Nuestras miradas se han encontrado. He mirado con solemne reproche, ya no quedaba nada de ese diablillo sonriente; sus ojos marrón oscuro, que había heredado de mi madre, enormes y almendrados y con esa ligera inclinación hacia arriba, descansaban sobre esa cabeza de niño demasiado grande aún para su cuerpo ensangrentado. Por debajo de la barbilla le colgaba una capa de piel oscura y brillante y la luz de la luna se reflejó en la blancura del hueso de su cuello. Una vez más, ha señalado con su dedo índice los lejanos árboles y ha dado una silenciosa patada en el suelo con ese gesto de impaciencia tan característico que no había visto en veinte años.

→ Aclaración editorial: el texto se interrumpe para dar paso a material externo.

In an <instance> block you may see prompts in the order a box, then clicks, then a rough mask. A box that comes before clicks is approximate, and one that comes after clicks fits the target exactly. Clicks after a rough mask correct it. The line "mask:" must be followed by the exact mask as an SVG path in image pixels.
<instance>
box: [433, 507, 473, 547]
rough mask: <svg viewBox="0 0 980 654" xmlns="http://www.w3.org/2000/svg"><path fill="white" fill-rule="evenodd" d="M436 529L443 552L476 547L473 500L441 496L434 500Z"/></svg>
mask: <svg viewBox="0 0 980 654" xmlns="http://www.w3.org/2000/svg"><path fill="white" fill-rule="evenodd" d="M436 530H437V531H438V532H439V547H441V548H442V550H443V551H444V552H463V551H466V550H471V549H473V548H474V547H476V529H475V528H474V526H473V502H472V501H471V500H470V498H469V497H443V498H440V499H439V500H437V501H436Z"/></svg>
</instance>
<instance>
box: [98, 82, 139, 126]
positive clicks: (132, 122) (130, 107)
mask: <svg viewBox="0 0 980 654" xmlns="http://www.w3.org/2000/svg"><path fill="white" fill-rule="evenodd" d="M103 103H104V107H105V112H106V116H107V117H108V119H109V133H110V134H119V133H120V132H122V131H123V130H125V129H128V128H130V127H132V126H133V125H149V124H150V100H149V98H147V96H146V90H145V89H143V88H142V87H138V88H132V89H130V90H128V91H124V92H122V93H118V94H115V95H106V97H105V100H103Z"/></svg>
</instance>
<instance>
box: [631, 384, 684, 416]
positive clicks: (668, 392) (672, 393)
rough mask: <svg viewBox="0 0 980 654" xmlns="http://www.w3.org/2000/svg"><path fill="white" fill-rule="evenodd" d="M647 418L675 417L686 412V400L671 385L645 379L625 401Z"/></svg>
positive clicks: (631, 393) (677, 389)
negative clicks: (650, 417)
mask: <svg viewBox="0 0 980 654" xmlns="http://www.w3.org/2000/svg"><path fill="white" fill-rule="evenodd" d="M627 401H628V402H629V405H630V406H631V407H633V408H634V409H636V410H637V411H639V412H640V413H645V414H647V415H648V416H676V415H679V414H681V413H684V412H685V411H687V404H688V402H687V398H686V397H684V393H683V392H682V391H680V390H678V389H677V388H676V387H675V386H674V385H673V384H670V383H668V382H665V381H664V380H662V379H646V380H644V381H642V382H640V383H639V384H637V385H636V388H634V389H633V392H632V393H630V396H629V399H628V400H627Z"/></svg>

Con un suave gimoteo de terror, me he arrodillado y me he cubierto la cara. He permanecido allí unos minutos hasta que por fin me he atrevido a mirar entre unos dedos temblorosos.

Stefan se había ido. Me he puesto en pie, he sacudido las briznas de hierba mojada que colgaban de mis pantalones y me he apresurado hacia la casa.

‡ ‡ ‡

Y ahora escribo. Allá donde miro, temo ver a Stefan; en la cama junto a mi esposa, fuera en el pasillo. Sé que esta aparición es meramente el fruto de mi profundo pesar, pero aun así no puedo liberar a mi mente de las leyendas sobre los moroi.

¿Qué quieres que encuentre, pequeño hermano? ¿Qué tesoro se oculta en el bosque?

He escrito esto a un ritmo frenético. Aún es por la mañana, pero el sol ya está alto en el cielo. Mary sigue durmiendo, pobre criatura, está exhausta. Iré a echarme a su lado y rezaré para no soñar con lobos.